Not much further on comes another favourite mooring place, Biddulph Aqueduct above Dane-in-Shaw SSSI pasture. You can sit on the seat here
and watch the Virgin trains whizz northbound
across a fine viaduct up the West Coast line to Manchester and beyond.
If as a boater you should tire of aqueducts and bridges beyond Buglawton the canal soon enters a quiet phase. No road noise interrupts the natural sounds. On the left you become aware of the Cloud’s looming presence and if the light is right you can see the quarrying scars upon the hillsides.
The odd cockerel crows and the quietness is punctuated only by birdsong. Today a persistent mewling call came from above a copse of trees; was it a buzzard as the Captain suggests?

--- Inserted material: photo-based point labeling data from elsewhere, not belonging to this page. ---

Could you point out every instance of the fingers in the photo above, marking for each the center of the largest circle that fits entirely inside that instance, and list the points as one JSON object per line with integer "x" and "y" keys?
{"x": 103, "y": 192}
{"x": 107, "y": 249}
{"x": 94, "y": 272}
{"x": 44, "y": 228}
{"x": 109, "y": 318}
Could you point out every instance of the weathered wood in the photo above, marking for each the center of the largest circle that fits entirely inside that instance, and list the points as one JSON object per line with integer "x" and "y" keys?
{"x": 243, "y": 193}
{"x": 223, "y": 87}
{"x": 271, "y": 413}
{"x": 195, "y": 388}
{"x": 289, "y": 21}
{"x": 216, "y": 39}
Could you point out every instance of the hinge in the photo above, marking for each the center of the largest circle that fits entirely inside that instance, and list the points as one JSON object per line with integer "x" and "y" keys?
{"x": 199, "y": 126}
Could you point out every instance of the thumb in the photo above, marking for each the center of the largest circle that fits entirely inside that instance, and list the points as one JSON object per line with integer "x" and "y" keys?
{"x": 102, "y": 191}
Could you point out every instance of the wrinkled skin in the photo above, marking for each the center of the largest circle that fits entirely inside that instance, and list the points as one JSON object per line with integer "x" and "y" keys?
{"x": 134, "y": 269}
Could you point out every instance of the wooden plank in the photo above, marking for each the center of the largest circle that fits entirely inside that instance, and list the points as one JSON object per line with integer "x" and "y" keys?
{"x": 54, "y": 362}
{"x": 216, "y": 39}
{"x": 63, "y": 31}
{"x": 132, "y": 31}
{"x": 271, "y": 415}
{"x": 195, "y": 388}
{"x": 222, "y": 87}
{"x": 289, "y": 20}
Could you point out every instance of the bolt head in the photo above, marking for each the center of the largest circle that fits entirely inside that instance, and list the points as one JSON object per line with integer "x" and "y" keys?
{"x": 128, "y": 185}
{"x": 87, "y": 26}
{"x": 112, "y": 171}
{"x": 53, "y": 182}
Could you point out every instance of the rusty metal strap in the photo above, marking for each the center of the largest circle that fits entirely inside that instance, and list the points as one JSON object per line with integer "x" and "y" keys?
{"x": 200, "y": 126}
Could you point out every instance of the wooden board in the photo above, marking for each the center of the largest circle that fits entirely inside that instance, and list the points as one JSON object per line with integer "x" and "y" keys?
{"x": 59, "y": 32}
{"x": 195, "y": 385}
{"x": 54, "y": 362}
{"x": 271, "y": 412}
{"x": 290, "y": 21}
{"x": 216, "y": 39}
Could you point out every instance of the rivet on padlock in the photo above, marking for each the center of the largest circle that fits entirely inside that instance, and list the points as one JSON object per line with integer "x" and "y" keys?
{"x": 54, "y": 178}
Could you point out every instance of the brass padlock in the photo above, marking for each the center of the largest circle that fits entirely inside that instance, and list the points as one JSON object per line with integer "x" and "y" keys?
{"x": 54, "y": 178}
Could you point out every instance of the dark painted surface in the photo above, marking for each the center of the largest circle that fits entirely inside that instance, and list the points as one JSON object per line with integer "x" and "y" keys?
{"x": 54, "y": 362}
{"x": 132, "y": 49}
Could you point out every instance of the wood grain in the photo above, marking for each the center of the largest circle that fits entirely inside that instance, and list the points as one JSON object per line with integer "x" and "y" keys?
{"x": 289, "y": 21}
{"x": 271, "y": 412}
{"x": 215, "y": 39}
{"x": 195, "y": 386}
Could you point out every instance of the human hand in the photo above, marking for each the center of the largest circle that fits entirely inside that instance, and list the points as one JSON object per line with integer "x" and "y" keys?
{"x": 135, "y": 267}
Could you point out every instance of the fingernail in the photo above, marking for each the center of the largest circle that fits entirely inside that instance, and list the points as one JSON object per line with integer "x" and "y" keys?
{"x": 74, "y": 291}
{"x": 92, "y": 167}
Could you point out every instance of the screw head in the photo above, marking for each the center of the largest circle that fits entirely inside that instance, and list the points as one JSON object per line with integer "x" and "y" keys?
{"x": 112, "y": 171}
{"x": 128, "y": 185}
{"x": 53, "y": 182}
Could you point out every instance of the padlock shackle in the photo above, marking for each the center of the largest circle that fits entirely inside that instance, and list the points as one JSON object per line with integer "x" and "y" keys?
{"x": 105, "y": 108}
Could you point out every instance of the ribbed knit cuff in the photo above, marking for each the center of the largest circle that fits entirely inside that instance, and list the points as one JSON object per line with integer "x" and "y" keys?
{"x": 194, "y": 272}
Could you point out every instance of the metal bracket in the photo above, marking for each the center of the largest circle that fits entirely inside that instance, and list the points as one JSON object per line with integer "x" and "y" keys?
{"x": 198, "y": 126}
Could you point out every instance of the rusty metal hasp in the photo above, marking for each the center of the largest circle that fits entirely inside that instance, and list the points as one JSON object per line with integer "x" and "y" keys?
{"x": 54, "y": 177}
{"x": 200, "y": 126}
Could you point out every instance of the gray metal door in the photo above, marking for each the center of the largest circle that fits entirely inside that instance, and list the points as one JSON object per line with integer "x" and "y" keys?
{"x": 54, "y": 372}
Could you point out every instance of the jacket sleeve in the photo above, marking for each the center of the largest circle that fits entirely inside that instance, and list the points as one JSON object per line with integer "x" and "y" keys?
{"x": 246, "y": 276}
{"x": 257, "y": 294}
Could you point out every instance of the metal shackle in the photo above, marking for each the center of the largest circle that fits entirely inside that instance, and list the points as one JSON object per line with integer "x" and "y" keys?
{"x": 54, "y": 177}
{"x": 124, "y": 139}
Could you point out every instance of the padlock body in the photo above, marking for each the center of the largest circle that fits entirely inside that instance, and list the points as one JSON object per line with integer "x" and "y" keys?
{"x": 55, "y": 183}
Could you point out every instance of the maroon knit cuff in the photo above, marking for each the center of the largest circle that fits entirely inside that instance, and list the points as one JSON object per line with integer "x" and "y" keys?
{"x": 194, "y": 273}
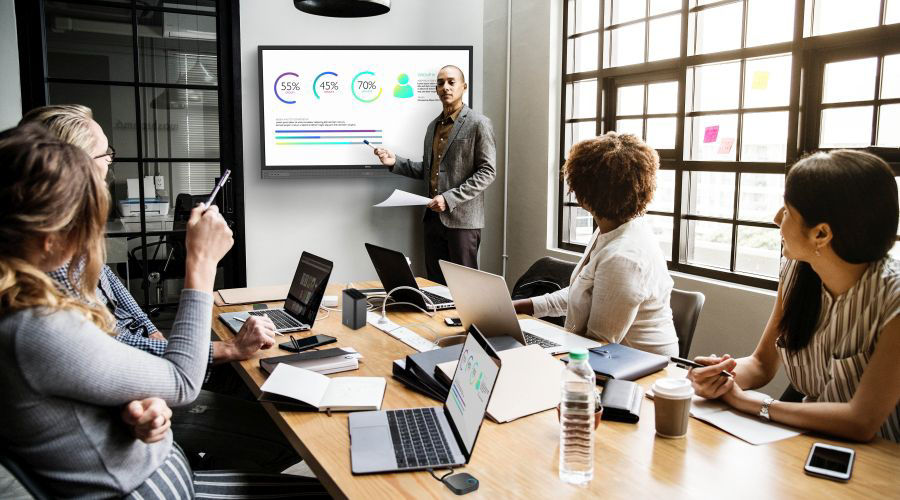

There had been cows in fields on either side of the canal last night and there were more cows as the canal progressed towards Bosley. They gazed incuriously as the boat passed by.
The cows in this area of Cheshire come in several colour combinations, some all black or all rust and some are a mixed colour. The most attractive cow in these parts, of course,
is this one, helpfully immobilised but beautifully painted!
Foragers have been out in groups of twos or threes or fours.
Some carry plastic boxes for their treasure while others have plastic bags weighing their arms. “Blackberrying?” the Captain called out once today.
“Well, you’ve got to, haven’t you!” was the smiled reply.
At Bosley Locks a group of four had somewhere found plump plums: there they were nestled in a container within a wicker basket.
After three hours or so of lock free cruising Dane Aqueduct was reached. It’s always a pleasant mooring place from which to contemplate tomorrow’s Bosley Twelve.
The Dane Aqueduct, according to Nicholson’s Guide, “is not very impressive from the boat but superb when viewed from the river.” That sparked this afternoon’s photographic quest. There was a clamber down a steep path through willow herb and fluffy weeds, right to the banks of the River Dane.
Trees in full summer growth blocked all view of the aqueduct (though the fungi were a surprise)
and all attempts at finding a way across to the opposite bank were foiled by lack of access. There is a clear footpath across the opposite field but how is it reached? Back up to canal level and then up the lock flight the aqueduct-deprived pair climbed. There is an awkwardness about patrolling a lock flight with walking poles but no windlasses to offer transiting boaters help at the locks...
No footpath was found. Resigned today to defeat, the Captain and Boatwif turned downhill. Could the disused railway line be a route to the river bank? There was a bit of a scramble up to it, no further access from it but a new view down over the bottom locks...
Conclusion: the Dane Aqueduct is a quest to be resumed another day!